Apesar das tentativas do governo paquistanês e de grupos islâmicos de frustrar protestos e marchas, cristãos em diversas cidades saíram em grande número para marcar o Dia Nacional das Minorias em 11 de agosto, exigindo o fim da intolerância religiosa e do abuso de leis contra a blasfêmia.

O governo designou em 2009 o dia 11 de agosto para reconhecer a contribuição e dedicação das minorias religiosas para o progresso do país.

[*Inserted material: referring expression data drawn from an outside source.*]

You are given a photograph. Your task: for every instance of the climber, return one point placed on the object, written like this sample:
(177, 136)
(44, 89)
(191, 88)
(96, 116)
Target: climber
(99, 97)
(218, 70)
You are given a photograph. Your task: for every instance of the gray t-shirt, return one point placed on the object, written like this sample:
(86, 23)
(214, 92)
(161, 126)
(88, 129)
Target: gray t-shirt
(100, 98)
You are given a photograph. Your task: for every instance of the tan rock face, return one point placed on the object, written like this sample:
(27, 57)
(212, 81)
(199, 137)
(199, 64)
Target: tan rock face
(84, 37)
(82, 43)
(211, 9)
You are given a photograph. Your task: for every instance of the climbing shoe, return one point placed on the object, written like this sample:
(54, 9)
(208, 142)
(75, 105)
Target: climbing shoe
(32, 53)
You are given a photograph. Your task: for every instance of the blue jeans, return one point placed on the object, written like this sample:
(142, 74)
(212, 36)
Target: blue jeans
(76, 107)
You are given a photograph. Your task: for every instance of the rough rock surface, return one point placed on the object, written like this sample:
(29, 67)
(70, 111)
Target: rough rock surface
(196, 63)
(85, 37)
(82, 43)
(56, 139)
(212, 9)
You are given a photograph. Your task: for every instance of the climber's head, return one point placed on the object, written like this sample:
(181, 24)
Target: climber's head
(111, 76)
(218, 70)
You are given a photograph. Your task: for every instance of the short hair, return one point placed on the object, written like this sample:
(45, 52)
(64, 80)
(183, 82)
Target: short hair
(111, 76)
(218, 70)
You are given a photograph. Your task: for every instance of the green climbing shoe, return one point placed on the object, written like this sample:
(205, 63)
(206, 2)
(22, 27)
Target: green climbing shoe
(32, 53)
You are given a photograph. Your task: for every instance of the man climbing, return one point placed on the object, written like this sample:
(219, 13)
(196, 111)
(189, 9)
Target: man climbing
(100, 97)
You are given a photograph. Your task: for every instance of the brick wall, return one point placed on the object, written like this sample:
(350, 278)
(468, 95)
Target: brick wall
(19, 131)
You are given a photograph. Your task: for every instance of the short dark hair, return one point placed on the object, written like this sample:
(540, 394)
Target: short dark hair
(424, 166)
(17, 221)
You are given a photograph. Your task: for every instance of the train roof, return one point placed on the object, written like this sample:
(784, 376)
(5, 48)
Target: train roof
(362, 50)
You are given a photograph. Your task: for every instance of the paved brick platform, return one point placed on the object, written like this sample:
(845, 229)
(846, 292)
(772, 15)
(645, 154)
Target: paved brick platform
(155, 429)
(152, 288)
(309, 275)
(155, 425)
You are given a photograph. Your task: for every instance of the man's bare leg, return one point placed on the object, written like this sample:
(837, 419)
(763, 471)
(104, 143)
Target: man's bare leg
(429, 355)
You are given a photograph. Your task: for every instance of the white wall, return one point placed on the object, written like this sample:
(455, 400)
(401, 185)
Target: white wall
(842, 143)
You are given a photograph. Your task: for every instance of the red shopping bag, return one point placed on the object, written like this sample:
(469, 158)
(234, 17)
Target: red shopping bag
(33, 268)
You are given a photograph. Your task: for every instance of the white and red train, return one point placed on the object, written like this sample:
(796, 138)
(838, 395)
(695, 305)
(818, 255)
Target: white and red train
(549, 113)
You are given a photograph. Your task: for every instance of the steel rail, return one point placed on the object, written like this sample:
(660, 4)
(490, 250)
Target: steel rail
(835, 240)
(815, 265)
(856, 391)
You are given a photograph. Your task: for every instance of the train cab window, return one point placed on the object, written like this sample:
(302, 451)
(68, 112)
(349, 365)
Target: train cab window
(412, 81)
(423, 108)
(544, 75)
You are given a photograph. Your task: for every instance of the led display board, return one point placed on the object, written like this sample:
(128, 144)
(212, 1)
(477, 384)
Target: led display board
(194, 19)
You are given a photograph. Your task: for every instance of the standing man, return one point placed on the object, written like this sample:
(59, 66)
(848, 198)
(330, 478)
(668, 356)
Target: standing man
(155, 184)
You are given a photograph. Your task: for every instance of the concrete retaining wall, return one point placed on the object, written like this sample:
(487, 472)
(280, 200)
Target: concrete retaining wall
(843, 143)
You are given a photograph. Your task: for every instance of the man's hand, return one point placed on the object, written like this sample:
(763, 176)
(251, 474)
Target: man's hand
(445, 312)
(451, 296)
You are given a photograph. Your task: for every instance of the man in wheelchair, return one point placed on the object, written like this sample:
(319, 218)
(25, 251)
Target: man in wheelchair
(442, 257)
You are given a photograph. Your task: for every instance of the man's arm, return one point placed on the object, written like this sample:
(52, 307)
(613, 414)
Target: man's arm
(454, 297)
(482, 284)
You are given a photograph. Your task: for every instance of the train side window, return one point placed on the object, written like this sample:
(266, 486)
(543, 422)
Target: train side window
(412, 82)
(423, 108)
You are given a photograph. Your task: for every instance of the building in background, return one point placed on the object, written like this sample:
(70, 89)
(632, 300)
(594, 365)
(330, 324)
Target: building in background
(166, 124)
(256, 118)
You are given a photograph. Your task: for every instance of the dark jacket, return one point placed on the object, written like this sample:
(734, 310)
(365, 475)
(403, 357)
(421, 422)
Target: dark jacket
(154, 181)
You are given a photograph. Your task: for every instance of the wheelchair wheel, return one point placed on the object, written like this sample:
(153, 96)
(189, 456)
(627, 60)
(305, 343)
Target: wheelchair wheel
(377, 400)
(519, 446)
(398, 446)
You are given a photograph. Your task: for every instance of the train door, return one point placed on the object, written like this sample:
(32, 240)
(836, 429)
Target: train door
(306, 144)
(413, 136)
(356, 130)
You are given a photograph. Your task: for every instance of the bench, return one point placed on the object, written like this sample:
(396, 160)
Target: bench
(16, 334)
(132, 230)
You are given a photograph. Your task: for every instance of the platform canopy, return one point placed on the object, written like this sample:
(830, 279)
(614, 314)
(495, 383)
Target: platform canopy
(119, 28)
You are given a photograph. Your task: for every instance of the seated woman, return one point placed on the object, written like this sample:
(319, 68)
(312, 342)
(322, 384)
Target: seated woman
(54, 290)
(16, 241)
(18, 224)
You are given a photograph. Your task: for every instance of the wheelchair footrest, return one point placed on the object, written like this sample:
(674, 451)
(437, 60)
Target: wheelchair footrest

Este ano, no entanto, as marchas dos cristãos enfrentaram forte oposição de grupos islâmicos, particularmente o Tehreek-e-Labbaik Pakistan (TLP), o Sunni Tehreek e o Jamiat Ulema-e-Islam-Fazl (JUI-F). Esses partidos alegaram que os comícios organizados pelos cristãos eram uma “conspiração estrangeira” buscando a abolição das leis de blasfêmia.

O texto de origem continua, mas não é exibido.